As a library, the Internet Archive also becomes a target for governments seeking information on the activities of their citizens. Kahle highlighted one incident in which the FBI sent a letter demanding information from the Internet Archive. Thanks to help from the Electronic Frontier Foundation, the Internet Archive sued the United States government and won, defending the rights of those using their services.

Kahle emphasized that we can all help with preserving the web by helping the Internet Archive build its holdings of web content.

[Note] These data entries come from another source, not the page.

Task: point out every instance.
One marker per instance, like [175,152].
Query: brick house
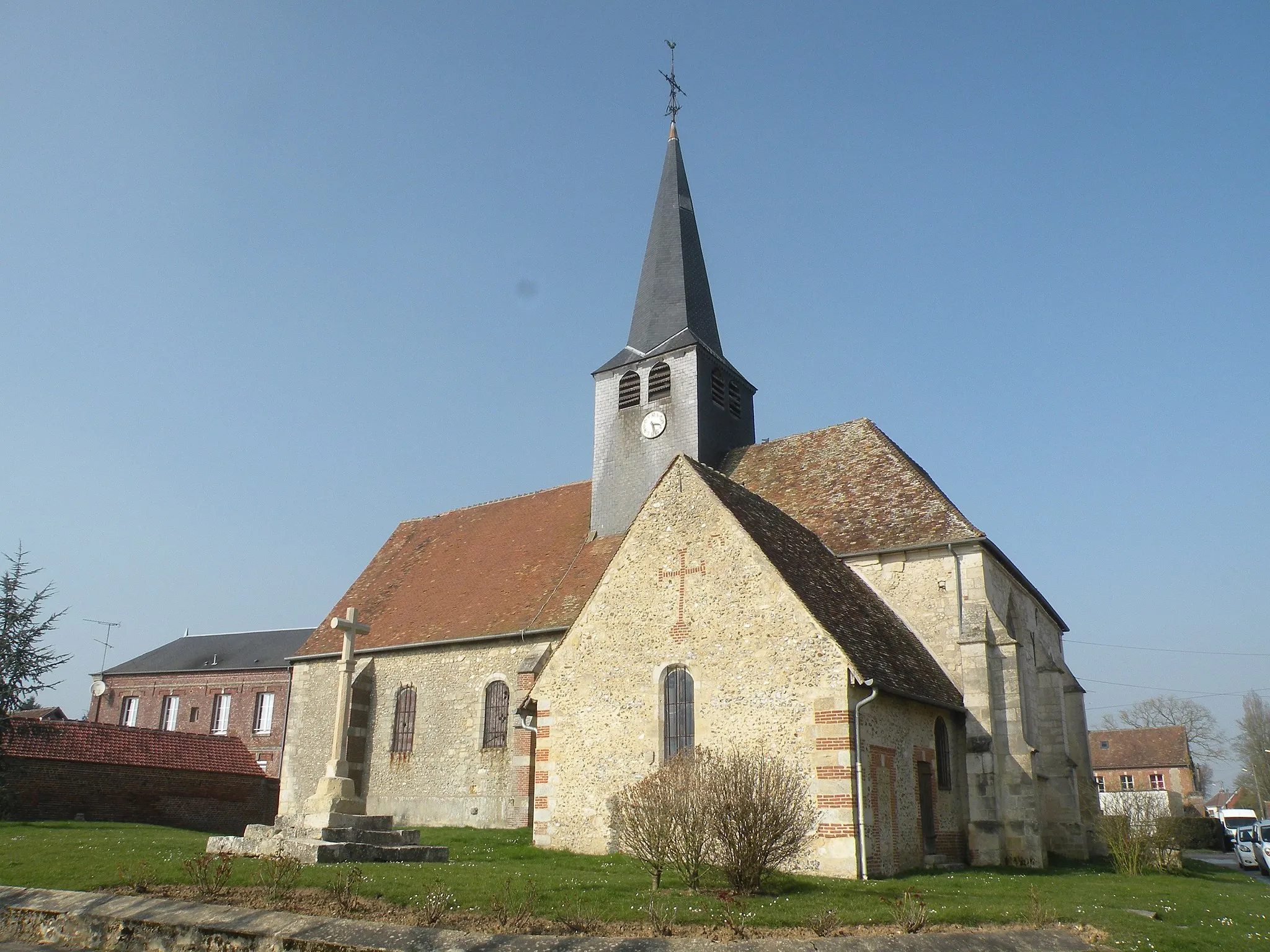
[68,770]
[235,684]
[1145,759]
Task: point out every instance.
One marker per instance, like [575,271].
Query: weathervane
[672,110]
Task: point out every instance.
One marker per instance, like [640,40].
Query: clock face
[653,425]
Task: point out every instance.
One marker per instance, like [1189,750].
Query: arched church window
[943,756]
[678,711]
[628,390]
[659,381]
[495,715]
[719,387]
[403,723]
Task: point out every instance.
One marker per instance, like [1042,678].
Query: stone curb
[106,923]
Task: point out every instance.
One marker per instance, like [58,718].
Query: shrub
[760,815]
[349,878]
[208,874]
[435,906]
[825,923]
[278,875]
[908,910]
[512,909]
[644,822]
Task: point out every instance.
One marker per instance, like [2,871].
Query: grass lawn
[1203,908]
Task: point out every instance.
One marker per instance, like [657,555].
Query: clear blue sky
[275,277]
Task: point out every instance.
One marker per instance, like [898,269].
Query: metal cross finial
[672,110]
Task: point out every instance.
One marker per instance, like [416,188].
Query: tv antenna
[106,645]
[672,110]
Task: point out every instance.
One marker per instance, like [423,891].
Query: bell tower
[670,390]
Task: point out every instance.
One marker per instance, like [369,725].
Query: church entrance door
[926,805]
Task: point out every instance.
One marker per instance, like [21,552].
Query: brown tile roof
[853,487]
[511,565]
[874,638]
[1140,747]
[133,747]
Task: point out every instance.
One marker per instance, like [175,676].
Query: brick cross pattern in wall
[680,630]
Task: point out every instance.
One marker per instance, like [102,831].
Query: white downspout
[861,861]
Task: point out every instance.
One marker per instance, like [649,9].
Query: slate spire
[673,298]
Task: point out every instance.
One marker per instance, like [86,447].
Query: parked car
[1244,851]
[1232,822]
[1261,847]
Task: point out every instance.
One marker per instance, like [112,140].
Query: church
[814,596]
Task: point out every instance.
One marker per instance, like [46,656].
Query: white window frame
[221,714]
[168,718]
[262,721]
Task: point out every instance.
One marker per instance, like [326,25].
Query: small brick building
[63,770]
[1143,759]
[234,685]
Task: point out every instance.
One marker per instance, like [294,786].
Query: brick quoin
[835,831]
[835,800]
[833,718]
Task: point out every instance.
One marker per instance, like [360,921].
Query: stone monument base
[339,838]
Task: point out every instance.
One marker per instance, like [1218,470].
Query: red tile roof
[853,487]
[133,747]
[1140,747]
[516,564]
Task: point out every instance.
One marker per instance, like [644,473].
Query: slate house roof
[1140,747]
[878,643]
[242,650]
[86,742]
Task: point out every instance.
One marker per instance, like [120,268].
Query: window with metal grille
[678,711]
[495,715]
[943,756]
[659,381]
[719,387]
[221,714]
[262,720]
[628,390]
[168,716]
[403,723]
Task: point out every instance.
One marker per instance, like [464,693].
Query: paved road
[1209,856]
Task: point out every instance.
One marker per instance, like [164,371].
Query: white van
[1232,822]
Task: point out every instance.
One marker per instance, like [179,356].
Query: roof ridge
[492,501]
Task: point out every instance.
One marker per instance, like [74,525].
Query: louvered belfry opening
[659,381]
[719,387]
[403,723]
[678,712]
[495,715]
[628,390]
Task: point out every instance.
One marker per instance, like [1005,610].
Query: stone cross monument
[335,791]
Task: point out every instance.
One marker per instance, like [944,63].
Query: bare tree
[761,814]
[1206,736]
[23,660]
[1251,744]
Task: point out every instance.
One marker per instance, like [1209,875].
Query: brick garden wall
[197,800]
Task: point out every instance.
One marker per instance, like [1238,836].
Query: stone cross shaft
[680,630]
[338,763]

The Internet Archive contains a form with a simple "save page now" button, but they also support other methods of submitting content.

Contributions from Los Alamos National Laboratory (LANL) and Old Dominion University (ODU)

Martin Klein from LANL and Mark Graham from the Internet Archive

Martin Klein presented work on Robust Links. Martin briefly used motivating work he had done with Herbert Van de Sompel at Los Alamos National Laboratory, mentioning the problems of link rot, and content drift, the latter of which I also worked on.
He covered how one can create links that are robust by:
  1. submitting a URI to a web archive
  2. decorating the link HTML so that future users can reach archived versions of the linked content
For the first item, he talked about how one can use tools like the Internet Archive's "Save Page Now" button as well as WS-DL's own ArchiveNow. The second item is covered by the Robust Links specification. Mark Graham, Directory of the Wayback Machine at the Internet Archive, further expanded upon Martin's talk by describing how the Wayback Extension also provides the capability to save pages, navigate the archive, and more. It is available for Chrome, Safari, and Firefox. It is shown in the screenshots below.
A screenshot of the Wayback Extension in Chrome.
A screenshot of the Wayback Extension in Safari. Note the availability of the option "Site Map", which is not present in the Chrome version
A screenshot of the Wayback Extension in Firefox. Note how there is less functionality.

Of course, the WS-DL efforts of ArchiveNow and Mink augment these preservation efforts by submitting content to multiple web archives, including the Internet Archive.

I enjoyed one of the most profound revelations from Martin and Mark's talk: URIs are addresses, not the content that was on the page at the moment you read it. I realize that efforts like IPFS are trying to use hashes to address this dichotomy, but the web has not yet migrated to them.

Shawn M. Jones from ODU

I presented a lightning talk highlighting a blog post from earlier this year where I try to answer the question: where can we post stories summarizing web archive collections? I talked about why storytelling works as a visualization method for summarizing collections and then evaluated a number of storytelling and curation tools with the goal of finding those that best support this visualization method.

Selected Presentations

I tried to cover elements of all presentations while live tweeting during the event, and wish I could go into more detail here, but, as usual I will only cover a subset.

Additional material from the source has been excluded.